The lucrative deal will replace Bodyarmor, which sponsorship ran for five years. According to a report from the Sports Business Journal, this PRIME deal would be for three years and worth “high-seven figures annually.”
The UFC, who has aggressively tried to monetize just about every inch of their Octagon, announced that they’ll also be including the PRIME brand in the “newly launched Octagon-shaped Cornermen Stool,” and will be renaming the red and blue corners as “PRIME Hydration Recovery Zones.”
The deal is set to start at UFC 284. It’ll be curious to see how they’ll play this out in broadcasts, and whether it’ll be the commentators or Bruce Buffer awkwardly introducing athletes fighting out of the “Red PRIME Hydration Recovery Zone.”

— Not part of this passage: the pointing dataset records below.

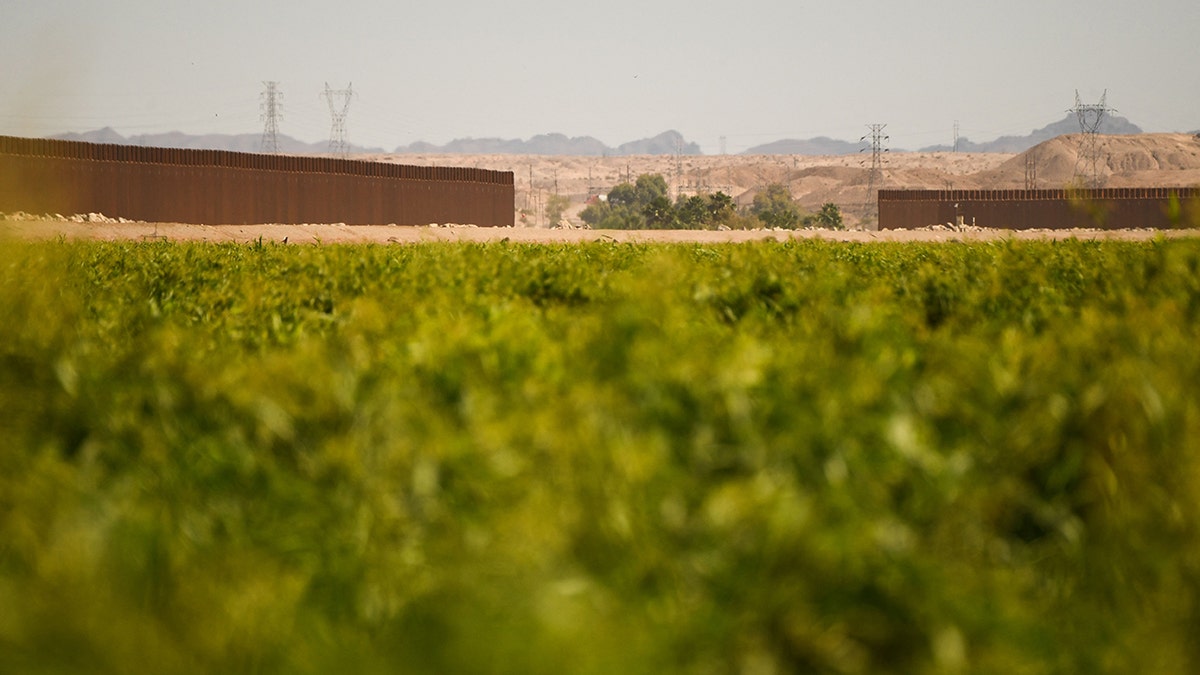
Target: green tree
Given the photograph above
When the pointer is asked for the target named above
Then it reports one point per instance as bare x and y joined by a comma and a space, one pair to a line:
829, 216
775, 208
721, 209
652, 186
556, 205
639, 205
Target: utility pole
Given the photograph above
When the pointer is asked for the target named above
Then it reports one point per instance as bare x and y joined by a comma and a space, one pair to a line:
875, 174
271, 111
678, 168
1090, 118
339, 106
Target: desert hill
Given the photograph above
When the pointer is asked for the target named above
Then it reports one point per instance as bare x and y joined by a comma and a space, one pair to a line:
1128, 161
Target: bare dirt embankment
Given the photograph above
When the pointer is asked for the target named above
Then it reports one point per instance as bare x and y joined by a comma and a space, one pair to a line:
43, 230
1149, 160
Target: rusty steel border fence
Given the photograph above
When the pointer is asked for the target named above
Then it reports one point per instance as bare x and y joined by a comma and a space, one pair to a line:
225, 187
1107, 208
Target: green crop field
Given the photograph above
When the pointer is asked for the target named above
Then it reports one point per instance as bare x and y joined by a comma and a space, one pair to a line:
605, 458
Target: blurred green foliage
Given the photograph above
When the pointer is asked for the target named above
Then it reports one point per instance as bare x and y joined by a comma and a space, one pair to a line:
607, 458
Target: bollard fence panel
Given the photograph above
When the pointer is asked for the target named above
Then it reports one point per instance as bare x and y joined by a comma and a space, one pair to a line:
222, 187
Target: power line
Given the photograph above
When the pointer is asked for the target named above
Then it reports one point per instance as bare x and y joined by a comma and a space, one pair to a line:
1090, 118
875, 174
339, 106
271, 112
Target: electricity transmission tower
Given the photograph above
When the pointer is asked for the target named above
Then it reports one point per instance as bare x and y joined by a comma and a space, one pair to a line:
271, 112
1090, 117
875, 175
1031, 171
339, 106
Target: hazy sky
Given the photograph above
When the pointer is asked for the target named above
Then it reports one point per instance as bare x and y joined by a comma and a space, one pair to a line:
751, 71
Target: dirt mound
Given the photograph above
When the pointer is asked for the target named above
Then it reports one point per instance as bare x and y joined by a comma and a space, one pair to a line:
1146, 160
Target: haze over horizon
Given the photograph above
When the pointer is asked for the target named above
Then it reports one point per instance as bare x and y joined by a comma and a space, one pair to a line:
754, 72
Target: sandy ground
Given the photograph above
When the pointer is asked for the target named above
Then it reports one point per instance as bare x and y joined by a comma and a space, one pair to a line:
1146, 160
407, 234
1149, 160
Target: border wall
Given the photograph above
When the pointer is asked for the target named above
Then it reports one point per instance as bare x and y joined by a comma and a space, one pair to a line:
223, 187
1109, 208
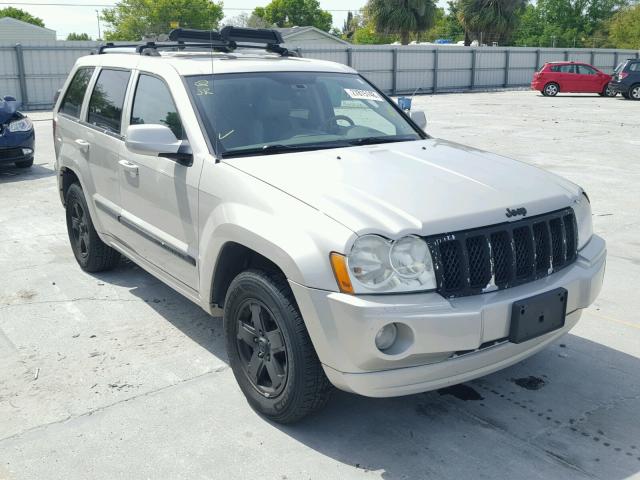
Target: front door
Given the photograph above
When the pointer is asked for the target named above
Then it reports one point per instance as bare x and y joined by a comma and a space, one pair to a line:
159, 195
588, 79
103, 144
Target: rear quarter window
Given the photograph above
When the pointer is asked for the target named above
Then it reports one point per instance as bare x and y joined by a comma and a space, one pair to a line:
107, 100
72, 101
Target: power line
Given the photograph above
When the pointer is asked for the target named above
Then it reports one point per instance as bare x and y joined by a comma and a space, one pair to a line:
110, 5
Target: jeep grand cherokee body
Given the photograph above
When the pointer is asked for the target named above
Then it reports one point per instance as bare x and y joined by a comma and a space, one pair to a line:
342, 242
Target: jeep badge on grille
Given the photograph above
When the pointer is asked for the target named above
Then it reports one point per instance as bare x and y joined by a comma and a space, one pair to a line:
514, 212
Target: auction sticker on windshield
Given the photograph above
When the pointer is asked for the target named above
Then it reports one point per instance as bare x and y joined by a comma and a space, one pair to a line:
363, 94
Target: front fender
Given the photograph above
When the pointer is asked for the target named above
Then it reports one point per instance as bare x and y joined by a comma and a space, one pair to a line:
298, 242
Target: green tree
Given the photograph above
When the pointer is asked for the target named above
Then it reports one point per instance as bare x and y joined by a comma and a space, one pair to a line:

According to the press release, PRIME will also have “key brand placement” during UFC PPV weigh-ins that “highlights the importance of proper hydration.”
The new deal will run alongside UFC’s many other bankable sponsorships. In the beverage side alone, UFC has Monster Energy as their “official energy drink” and “official water,” Modelo as their “official beer,” Jose Cuervo as their “official tequila,” Howler Head as their “official flavored whiskey,” and Wildcard as their “official ready to drink vodka.”
It’s worth noting that the initial selling point for the UFC banning outside sponsorships in 2015 was so that fighters don’t look unprofessional or plastered with ads like NASCAR vehicles. In the end, the sponsorship market moved from paying fighters to mostly paying the UFC, who is now making bank while looking… well, like plastered NASCAR vehicles.
UFC now makes over a billion dollars a year, and is expected to keep growing. On the other hand, UFC fighters are estimated to get just around 17% of the revenue, which is in line with what the promotion themselves targeted to keep for years.
UFC’s sub-20% revenue share pales in comparison to the near 50% in other major sports leagues, and the even bigger share in boxing that go from around 60% to over 80%.